According to the Alzheimer’s Association:
- Nearly 60 percent of Alzheimer’s and dementia family caregivers rate the emotional stress as “very high.”
- As many as 40 percent of caregivers have depression.
- Six in 10 caregivers are employed while providing care.
- Of caregivers who hold a job, 57 percent said they had to go in late, leave early or take time off to tend to patients. Nine percent said they quit work, 7 percent said they received a warning about work attendance and 6 percent said they retired early.
- Nearly half were forced to tap into savings or retirement funds.
- To make ends meet, 13 percent said they had to raise money by selling personal belongings, such as a car.
Alzheimer’s risk grows with age
Each year of aging over 65 increases the chances of being diagnosed with Alzheimer’s
Age 65 to 74: 0.4 percent
Age 75 to 84: 3.2 percent
Age 85 and older: 7.6 percent
Source: Alzheimer’s Association
For Wayne Goates and his wife’s family in Kent County, Alzheimer’s has been a relentless destroyer. That stretches back three decades to when the couple lived in Oregon, as he and Kristie tended to her father in the last grim years of his life with Alzheimer’s.

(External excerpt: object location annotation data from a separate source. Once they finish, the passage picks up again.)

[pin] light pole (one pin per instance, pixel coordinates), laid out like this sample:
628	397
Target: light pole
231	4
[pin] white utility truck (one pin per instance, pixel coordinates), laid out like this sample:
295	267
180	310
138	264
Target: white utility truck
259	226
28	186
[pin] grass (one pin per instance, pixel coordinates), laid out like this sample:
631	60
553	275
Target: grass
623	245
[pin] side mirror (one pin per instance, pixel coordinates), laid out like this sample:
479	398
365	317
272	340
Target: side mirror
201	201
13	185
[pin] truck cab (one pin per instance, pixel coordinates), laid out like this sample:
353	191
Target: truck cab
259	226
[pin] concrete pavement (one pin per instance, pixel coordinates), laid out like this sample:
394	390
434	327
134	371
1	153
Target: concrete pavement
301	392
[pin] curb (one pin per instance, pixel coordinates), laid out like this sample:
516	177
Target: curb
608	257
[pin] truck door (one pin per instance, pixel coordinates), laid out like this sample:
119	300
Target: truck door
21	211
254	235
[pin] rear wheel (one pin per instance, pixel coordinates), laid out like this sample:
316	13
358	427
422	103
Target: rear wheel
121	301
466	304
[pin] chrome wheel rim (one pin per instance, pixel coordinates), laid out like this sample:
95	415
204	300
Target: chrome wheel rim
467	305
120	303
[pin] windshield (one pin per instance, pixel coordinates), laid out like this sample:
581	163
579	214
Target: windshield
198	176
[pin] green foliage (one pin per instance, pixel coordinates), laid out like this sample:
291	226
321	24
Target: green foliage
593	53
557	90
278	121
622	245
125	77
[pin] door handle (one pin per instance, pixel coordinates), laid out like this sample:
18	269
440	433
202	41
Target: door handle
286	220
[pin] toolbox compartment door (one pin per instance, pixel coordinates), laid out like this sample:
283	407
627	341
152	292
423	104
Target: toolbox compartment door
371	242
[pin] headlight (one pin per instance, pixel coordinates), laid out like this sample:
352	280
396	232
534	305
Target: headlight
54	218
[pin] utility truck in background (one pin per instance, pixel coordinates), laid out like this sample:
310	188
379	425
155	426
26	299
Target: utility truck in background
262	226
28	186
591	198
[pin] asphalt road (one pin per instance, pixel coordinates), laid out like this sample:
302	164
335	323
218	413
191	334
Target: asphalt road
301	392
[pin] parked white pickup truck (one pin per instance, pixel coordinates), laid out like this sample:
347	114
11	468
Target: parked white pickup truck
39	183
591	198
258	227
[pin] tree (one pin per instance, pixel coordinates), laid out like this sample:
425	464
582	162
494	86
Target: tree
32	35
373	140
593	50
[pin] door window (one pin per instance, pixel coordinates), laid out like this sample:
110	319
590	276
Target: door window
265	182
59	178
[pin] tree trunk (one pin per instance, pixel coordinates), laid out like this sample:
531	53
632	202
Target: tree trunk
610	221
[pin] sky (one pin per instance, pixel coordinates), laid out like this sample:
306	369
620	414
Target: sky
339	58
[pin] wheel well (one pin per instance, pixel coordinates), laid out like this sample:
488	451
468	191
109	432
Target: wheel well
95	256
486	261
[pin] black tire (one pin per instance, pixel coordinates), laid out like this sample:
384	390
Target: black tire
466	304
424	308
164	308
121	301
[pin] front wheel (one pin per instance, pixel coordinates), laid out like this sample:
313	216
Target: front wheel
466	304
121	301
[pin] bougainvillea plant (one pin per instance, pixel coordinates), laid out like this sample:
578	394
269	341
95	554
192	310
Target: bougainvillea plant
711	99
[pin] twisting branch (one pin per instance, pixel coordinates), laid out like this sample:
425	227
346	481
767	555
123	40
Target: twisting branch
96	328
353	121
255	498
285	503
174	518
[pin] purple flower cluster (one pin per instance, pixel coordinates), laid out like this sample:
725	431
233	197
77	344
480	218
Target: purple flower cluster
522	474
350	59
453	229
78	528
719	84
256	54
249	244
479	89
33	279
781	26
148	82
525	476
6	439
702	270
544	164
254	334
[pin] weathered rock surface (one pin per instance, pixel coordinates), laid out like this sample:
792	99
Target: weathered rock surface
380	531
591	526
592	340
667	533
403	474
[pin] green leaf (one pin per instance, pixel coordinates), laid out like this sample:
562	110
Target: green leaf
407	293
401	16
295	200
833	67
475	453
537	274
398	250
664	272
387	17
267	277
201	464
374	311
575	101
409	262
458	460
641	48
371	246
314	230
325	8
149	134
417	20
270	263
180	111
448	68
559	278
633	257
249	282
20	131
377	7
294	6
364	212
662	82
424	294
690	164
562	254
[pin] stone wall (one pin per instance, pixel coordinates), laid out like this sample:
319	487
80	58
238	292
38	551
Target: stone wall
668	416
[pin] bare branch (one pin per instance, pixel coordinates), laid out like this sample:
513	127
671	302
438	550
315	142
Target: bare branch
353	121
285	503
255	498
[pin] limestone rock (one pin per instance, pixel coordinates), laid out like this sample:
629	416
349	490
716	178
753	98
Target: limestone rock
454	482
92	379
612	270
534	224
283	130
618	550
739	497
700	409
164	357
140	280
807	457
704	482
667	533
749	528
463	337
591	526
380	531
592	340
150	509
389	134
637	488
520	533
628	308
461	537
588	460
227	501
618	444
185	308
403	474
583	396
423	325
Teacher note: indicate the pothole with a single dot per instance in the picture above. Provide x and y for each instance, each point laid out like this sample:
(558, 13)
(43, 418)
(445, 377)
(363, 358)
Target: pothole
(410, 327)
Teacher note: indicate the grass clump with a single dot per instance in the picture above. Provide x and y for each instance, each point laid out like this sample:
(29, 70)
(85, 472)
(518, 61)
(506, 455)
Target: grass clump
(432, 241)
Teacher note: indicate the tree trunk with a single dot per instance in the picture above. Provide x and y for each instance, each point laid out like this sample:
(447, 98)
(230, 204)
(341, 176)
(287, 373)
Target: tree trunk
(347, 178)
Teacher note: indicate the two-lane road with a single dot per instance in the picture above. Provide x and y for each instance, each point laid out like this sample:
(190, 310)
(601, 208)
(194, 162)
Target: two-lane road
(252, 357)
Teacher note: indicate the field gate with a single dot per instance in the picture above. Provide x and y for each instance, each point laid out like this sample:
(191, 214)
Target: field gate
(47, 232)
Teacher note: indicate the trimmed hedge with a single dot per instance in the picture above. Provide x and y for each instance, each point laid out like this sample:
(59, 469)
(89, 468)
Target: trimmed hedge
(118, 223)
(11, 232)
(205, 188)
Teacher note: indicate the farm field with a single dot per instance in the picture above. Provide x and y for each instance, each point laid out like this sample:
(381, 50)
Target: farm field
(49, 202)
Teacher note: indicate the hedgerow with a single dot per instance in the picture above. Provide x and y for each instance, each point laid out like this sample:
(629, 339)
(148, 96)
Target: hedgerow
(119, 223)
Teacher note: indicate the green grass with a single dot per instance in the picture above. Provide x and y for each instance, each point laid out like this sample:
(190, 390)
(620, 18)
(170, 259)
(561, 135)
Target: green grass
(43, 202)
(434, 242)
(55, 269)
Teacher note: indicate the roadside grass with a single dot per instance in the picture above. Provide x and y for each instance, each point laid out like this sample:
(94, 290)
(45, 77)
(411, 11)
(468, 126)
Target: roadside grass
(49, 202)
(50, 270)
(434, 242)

Kristie’s family would learn it is among a small percentage of those with Alzheimer’s with a gene mutation known to cause the disease. She has a younger brother and sister also diagnosed with Alzheimer’s.
Just over 13 years ago, Wayne began to notice changes in Kristie.
“It was the location of things. She was going to a chiropractor 25 miles away and she asked me to draw a map. A few months later, she wanted me to take her places. Later, she did wander off a time or two.”
As Goates continued his work as a school administrator, he dedicated more of his time in care of Kristie following her 2006 diagnosis.
By 2009, he cut his work to half time as he put in nine hours in the afternoon and evenings to care for Kristie.
Aging state, growing challenge
The share of those 65 and older in Michigan and older swells.
2010: 14 percent
2040: 23 percent
Source: University of Michigan
Following his retirement, that care schedule grew to 12 hours or more, seven days a week. In 2011, they moved to Grand Rapids to share a house with one of their daughters and her husband. He recalled a phase where Kristie restlessly paced most of the day and he had to feed her while she was standing up and pacing.
After suffering seizures and losing her mobility, Kristie entered the nursing home in 2012. Wayne said he continued to spend about three hours a day with her, feeding her breakfast, visiting her, and tucking her into bed at night.
He has bittersweet memories of a particular morning about four years ago.
Goates recalled that he kissed Kristie’s forehead after helping feed her breakfast, then looked back as he walked away. Kristie managed to utter what sounded like the beginnings of his name, “Way…”
It was the last verbal communication he can recall.
In the evening, he often reads her written memories from what he recalled and what he’s collected from family and friends. That stretches back to the time they met at Brigham Young University and the summer they spent in a forest lookout tower in the mountains of eastern Oregon just after their marriage in 1973. It was a job he held each summer as he worked his way through college.
“I finally had someone I could share the sunsets with, watch the deer approach early in the morning and see the moons of Jupiter. The sky was so dark you could see them with binoculars,” he recalled.
In the meantime, he said he tries not to dwell on what could be in store for his two daughters. By his calculation, their chance of getting Alzheimer’s hinges on whether they inherited a particular gene from him or from their mother.
“It’s 50-50,” he said.
As for Kristie, Wayne said he does not consider their relationship to be over.
“It may sound corny,” he said, looking over at his wife, “but I consider my care for her courtship for the hereafter.”